Mappa concettuale
Aspiranti docenti di sostegno, questa guida è per la prova preliminare TFA Sostegno Secondaria di Secondo Grado. La mappa concettuale è uno strumento dinamico per organizzare lo studio. Non memorizzate a compartimenti stagni, ma comprendete come norme, teorie pedagogiche, autori e casi pratici si intrecciano. Identificate i "nodi-ponte" che uniscono le aree. La capacità di collegare una norma a una teoria, o intelligenza emotiva a gestione classe, sarà chiave. La prova valuta competenza globale e pensiero critico/applicativo.
Competenze didattiche
Le competenze didattiche sono il cuore del docente di sostegno per l'inclusione. Comprendere teorie e metodologie è fondamentale per interventi efficaci e personalizzati.
- Jean Piaget: Teoria sviluppo cognitivo a stadi (sensomotorio, preoperatorio, operatorio concreto, operatorio formale). Importanza esperienza attiva e costruzione conoscenza.
- Lev Vygotskij: Zona di Sviluppo Prossimale (ZSP): distanza tra sviluppo effettivo e potenziale, raggiungibile con supporto. Ruolo interazione sociale e linguaggio.
- Jerome Bruner: Teoria scaffolding: supporto temporaneo e modulabile. Apprendimento per scoperta e rappresentazione (attiva, iconica, simbolica).
- Howard Gardner: Teoria intelligenze multiple (linguistica, logico-matematica, spaziale, corporeo-cinestetica, musicale, interpersonale, intrapersonale, naturalistica, esistenziale). Didattica personalizzata.
- Maria Montessori: Pedagogia scientifica: osservazione bambino, "ambiente preparato" per autoapprendimento e autonomia. Materiali strutturati, insegnante guida.
- Universal Design for Learning (UDL): Progettazione ambienti apprendimento flessibili e accessibili. Tre principi: molteplici mezzi di rappresentazione, azione/espressione, coinvolgimento.
- Didattica inclusiva: Approccio che rimuove barriere, valorizza differenze. Trasformazione contesto.

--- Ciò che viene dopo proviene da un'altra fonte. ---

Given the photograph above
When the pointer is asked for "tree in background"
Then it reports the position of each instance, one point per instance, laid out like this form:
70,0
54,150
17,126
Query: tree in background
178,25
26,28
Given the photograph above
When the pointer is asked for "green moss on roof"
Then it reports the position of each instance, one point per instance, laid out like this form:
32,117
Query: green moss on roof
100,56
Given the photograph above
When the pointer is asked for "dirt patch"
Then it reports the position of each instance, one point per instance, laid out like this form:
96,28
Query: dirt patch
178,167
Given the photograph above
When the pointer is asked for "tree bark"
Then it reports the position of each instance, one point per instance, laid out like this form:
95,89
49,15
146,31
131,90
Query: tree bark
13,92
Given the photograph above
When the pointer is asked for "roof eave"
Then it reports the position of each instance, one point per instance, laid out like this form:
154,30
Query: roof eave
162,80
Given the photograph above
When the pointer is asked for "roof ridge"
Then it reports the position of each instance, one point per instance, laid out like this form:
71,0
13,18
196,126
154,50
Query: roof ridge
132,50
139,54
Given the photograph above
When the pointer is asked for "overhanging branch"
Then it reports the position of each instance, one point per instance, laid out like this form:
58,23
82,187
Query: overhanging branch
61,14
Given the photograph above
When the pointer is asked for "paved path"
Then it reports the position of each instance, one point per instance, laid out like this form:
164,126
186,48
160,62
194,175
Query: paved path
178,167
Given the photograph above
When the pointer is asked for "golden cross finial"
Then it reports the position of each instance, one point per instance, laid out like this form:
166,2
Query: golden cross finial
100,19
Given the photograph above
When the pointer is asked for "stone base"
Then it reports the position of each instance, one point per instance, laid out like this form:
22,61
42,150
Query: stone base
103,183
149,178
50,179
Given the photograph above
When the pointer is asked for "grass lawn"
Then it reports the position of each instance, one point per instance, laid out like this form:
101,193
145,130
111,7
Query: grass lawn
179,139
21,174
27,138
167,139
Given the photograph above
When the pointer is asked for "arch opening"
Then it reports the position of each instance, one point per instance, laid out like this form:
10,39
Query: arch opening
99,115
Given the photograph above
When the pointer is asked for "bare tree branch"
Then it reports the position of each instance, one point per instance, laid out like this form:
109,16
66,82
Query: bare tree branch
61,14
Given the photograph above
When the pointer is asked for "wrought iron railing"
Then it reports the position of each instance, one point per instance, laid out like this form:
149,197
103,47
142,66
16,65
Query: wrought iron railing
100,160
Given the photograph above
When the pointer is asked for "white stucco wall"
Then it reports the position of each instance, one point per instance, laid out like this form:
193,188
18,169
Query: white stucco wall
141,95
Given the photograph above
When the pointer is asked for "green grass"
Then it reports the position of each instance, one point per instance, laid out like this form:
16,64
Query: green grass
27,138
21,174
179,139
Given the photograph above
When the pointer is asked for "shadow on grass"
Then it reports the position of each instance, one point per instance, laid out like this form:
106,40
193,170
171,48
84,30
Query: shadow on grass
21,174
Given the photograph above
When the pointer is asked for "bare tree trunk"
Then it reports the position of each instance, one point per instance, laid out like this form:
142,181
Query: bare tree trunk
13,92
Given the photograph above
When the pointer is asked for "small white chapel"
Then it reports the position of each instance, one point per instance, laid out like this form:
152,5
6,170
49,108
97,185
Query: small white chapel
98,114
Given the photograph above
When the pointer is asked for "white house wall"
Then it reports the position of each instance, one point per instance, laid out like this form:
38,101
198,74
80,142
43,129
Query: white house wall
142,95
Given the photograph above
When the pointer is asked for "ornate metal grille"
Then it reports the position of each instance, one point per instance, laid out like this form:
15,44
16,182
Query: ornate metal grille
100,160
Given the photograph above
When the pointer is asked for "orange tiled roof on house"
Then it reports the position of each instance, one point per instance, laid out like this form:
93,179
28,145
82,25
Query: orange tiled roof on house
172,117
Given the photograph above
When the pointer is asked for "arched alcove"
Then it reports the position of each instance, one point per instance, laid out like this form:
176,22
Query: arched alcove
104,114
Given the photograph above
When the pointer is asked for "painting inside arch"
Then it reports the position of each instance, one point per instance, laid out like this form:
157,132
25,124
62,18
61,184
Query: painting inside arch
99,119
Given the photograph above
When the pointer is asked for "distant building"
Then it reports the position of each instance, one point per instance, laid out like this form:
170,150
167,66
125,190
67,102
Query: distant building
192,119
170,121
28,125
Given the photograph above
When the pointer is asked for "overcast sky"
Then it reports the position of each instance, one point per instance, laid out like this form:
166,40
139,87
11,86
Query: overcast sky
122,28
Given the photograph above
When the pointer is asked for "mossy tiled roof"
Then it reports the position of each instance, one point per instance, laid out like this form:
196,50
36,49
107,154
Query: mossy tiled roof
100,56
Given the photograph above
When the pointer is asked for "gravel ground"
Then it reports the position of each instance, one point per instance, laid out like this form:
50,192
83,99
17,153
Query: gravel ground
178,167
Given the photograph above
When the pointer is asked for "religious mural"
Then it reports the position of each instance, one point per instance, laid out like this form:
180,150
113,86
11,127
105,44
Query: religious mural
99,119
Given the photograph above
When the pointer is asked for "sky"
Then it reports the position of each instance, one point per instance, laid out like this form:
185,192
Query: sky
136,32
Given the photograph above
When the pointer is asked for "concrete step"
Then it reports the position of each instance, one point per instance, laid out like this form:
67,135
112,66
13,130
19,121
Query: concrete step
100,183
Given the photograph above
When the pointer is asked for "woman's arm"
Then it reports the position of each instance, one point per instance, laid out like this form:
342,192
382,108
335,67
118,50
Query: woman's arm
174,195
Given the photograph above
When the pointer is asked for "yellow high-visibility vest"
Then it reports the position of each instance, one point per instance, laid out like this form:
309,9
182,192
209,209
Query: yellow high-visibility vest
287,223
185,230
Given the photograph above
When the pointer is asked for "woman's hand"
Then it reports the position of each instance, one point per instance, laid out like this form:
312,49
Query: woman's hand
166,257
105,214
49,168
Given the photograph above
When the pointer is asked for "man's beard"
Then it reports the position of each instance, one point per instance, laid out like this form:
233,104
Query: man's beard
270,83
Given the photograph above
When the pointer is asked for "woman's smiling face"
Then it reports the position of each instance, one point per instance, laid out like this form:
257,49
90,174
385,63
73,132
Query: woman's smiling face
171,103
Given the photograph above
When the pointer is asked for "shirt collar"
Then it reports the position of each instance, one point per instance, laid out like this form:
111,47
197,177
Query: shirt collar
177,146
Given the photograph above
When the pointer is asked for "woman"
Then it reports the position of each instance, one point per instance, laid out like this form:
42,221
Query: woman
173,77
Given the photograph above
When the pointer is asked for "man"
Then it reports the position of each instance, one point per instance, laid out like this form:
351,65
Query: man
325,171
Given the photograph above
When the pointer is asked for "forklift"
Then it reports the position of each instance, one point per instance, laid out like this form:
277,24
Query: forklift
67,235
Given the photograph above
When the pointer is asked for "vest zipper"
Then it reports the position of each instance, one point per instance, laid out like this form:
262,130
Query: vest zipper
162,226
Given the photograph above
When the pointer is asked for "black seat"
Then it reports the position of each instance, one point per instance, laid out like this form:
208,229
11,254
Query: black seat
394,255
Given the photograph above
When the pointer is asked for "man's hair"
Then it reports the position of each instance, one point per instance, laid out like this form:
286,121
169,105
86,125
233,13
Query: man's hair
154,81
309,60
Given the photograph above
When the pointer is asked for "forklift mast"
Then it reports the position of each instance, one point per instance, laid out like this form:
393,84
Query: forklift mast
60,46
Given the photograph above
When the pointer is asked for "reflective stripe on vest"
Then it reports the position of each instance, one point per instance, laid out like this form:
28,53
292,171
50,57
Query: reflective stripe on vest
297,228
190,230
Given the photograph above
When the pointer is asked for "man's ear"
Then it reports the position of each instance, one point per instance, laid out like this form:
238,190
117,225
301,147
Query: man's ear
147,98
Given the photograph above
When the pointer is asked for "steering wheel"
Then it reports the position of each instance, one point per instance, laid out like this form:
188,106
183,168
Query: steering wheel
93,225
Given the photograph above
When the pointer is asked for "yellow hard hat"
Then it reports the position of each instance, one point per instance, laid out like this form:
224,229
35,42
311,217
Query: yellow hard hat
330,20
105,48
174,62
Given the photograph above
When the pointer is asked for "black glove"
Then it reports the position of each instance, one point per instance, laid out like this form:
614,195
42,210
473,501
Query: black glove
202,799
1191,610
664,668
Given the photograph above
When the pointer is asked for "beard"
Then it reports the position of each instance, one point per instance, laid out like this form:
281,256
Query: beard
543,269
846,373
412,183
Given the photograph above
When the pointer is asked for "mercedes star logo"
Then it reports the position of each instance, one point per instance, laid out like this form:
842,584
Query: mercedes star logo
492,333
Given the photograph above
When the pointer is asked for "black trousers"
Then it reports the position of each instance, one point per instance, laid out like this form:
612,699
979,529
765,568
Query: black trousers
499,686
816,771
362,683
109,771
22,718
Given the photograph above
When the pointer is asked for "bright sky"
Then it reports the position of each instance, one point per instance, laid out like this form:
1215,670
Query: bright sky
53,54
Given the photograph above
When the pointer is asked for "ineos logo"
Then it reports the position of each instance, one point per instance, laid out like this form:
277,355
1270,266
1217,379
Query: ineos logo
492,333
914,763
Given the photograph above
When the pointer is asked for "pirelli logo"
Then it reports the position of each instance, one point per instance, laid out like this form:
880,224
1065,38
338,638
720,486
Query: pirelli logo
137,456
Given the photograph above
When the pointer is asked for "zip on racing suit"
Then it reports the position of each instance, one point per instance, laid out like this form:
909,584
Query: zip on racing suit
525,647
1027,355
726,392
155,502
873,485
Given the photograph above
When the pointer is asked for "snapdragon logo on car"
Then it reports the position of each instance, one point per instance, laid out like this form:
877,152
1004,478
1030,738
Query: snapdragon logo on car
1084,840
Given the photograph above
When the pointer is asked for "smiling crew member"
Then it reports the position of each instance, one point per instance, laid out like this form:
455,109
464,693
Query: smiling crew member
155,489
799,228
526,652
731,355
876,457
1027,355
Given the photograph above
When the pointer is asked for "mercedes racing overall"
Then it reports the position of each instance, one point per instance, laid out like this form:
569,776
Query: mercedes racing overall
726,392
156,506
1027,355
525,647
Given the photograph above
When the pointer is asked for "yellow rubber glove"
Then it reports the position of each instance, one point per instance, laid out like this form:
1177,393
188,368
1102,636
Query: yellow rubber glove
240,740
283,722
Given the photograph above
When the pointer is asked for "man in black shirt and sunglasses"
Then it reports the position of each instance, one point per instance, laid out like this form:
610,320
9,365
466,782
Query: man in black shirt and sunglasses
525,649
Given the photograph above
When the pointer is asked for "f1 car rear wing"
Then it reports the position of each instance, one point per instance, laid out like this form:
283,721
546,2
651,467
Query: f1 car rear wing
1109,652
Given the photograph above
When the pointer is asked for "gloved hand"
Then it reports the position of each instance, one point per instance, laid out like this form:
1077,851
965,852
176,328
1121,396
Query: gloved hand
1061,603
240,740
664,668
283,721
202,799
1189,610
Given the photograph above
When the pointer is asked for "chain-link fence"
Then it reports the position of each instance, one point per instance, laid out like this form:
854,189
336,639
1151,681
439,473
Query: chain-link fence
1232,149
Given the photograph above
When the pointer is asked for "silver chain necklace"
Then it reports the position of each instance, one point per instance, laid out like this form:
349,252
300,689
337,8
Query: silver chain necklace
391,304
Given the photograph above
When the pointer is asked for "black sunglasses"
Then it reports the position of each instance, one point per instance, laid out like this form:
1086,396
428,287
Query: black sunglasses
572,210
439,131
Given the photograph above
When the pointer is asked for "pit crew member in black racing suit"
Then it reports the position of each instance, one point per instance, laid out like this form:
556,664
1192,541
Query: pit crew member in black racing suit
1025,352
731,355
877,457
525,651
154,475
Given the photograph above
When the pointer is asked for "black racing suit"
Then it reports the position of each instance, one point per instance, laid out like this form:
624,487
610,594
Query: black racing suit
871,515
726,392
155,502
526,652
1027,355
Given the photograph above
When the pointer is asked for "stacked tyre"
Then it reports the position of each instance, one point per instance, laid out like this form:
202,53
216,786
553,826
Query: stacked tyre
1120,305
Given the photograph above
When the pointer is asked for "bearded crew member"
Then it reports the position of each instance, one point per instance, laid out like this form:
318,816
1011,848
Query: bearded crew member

- Mediatori didattici: Strumenti/strategie per facilitare apprendimento. Attivi, iconici, analogici, simbolici.
Competenze linguistiche
Padronanza lingua italiana è imprescindibile per il docente di sostegno: comunicazione chiara, precisa, efficace. La prova valuta grammatica normativa, lessico appropriato, sintassi corretta, essenziali per documenti (PEI) e didattica accessibile.
- Grammatica normativa: Riconoscere e applicare regole morfologia e sintassi.
- Uso del congiuntivo: Distinguere contesti appropriati (dubbio, desiderio, opinione).
- Pronomi: Corretto utilizzo (personali, relativi, dimostrativi), evitando ambiguità.
- Connettivi testuali: Impiegare connettivi logici e temporali per coesione e coerenza.
- Punteggiatura: Utilizzare correttamente virgole, punti e virgole, due punti, punti fermi.
- Lessico: Vocabolario ampio e specifico, termini appropriati.
Comprensione del testo
Almeno 20 dei 60 quesiti. Non solo leggere, ma interpretare, analizzare, sintetizzare. Cruciale per elaborare testi normativi, scientifici, didattici. Sviluppare strategia di lettura efficace e riconoscere trappole è fondamentale.
- Tecnica di lettura: Leggere domande (parole chiave), scorrere testo, rileggere sezioni pertinenti. Sottolineare concetti principali.
- Inferenze: Dedurre informazioni non esplicite. Distinguere inferenze valide da speculazioni.
- Distrattori tipici: Identificare opzioni plausibili ma errate: parzialmente vere, generalizzazioni, dettagli irrilevanti, conclusioni non supportate. Attenzione a negazioni, avverbi, quantificatori.
Creatività e pensiero divergente
Qualità essenziali per docente di sostegno: trovare soluzioni innovative e personalizzate. Competenze sviluppabili per superare schemi rigidi, promuovere ambiente stimolante. Cruciale per adattare didattica.
- Joy Paul Guilford: Pensiero divergente (molteplici soluzioni originali) vs pensiero convergente (unica soluzione corretta). Divergente base creatività.
- Ellis Paul Torrance: Componenti pensiero creativo:
- Fluidità: Gran numero di idee.
- Flessibilità: Variare categorie di idee.
- Originalità: Idee uniche, insolite.
- Elaborazione: Sviluppare e arricchire idee.